Energy storage is storming the U.S. power industry, driving changes from the bulk system level to the customer level.
At the system level, February’s Federal Energy Regulatory Commission (FERC) Order 845 required bulk system operators to design new rules to integrate storage. April’s Order 841 rewrote the rules on interconnection, opening new opportunities for storage.
At the customer level, state lawmakers and regulators in 32 states considered 57 policy actions on deployment, targets, studies and rebates for energy storage in Q1 of this year.
 Until about 2015, utility executives and renewable energy skeptics regarded cost-competitive battery energy storage as unachievable. Today, it is a central focus of the power sector.
Figure 2. Eolic Energy, Wind Turbines.
 “We always called it the ‘holy grail’ because we knew too much wind and solar would break the grid without energy storage, but we thought it would always be too expensive,” former Southern California Edison VP Jim Kelly told in a 2015 conference.
As the stack of services storage can offer, including capacity and resilience, became understood, it went from a holy grail to the hottest topic in energy.
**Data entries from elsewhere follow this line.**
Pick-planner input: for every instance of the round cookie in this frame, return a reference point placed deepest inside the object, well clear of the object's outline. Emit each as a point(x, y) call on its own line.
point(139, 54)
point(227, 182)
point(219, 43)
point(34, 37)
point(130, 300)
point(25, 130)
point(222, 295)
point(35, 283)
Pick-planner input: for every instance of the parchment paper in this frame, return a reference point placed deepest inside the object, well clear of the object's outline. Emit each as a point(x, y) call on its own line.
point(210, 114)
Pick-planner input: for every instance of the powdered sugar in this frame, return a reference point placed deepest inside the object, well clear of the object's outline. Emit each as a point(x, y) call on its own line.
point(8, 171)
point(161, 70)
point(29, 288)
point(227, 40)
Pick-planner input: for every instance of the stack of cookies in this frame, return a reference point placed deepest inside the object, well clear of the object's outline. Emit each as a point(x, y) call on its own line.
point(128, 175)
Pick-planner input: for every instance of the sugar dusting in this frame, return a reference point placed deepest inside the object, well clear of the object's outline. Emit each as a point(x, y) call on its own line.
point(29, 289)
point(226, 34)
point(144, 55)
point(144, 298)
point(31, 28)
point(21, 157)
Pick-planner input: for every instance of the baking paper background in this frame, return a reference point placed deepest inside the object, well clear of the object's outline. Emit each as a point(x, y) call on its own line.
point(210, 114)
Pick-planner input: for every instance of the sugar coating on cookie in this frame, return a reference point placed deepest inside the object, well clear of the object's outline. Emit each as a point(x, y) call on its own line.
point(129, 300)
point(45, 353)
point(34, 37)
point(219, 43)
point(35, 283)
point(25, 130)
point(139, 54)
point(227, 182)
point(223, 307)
Lithium-ion batteries have captured the most attention, but there are several other fast-advancing battery chemistries and storage technologies, according to the November 2017 Levelized Cost of Storage Analysis from Lazard.
Battery storage’s cost is highly variable because of the range of technologies and applications, but the much-discussed cost plummet is real. The overall estimated cost fell 32% in 2015 and 2016, according to the 2017 GTM Reseach utility-scale storage report. That will slow over the next five years, GTM reported. But battery storage is — in certain places and applications — on its way to cost-competitiveness.
Industry insiders expect a cumulative drop in the levelized cost, depending on location and application, as much as 36% between 2018 and 2022, according to Lazard.
Figure 3. Eolic Energy, Wind Turbines.
Those prices are leading many renewable energy developers to pair their solar projects with energy storage. In California, the nation’s dominant solar energy state, the Solar Energy Industries Association chapter formally revised its name to the California Solar and Storage Association this February.  
The early success of solar-plus-storage is leading some developers to consider combining batteries with large wind projects, but researchers and industry officials say storage technologies will need to develop further before the paired resource is competitive. 
The current capital cost for storage, which was $1,000/kWh in 2012, is estimated as low as $200/kWh, according to a study from the National Renewable Energy Laboratory (NREL) previewed May 10 at the American Wind Energy Association’s (AWEA) annual national wind energy conference. The study foresees the capital cost for battery storage falling to $100/kWh — but does not conclude it will be cost competitive for wind.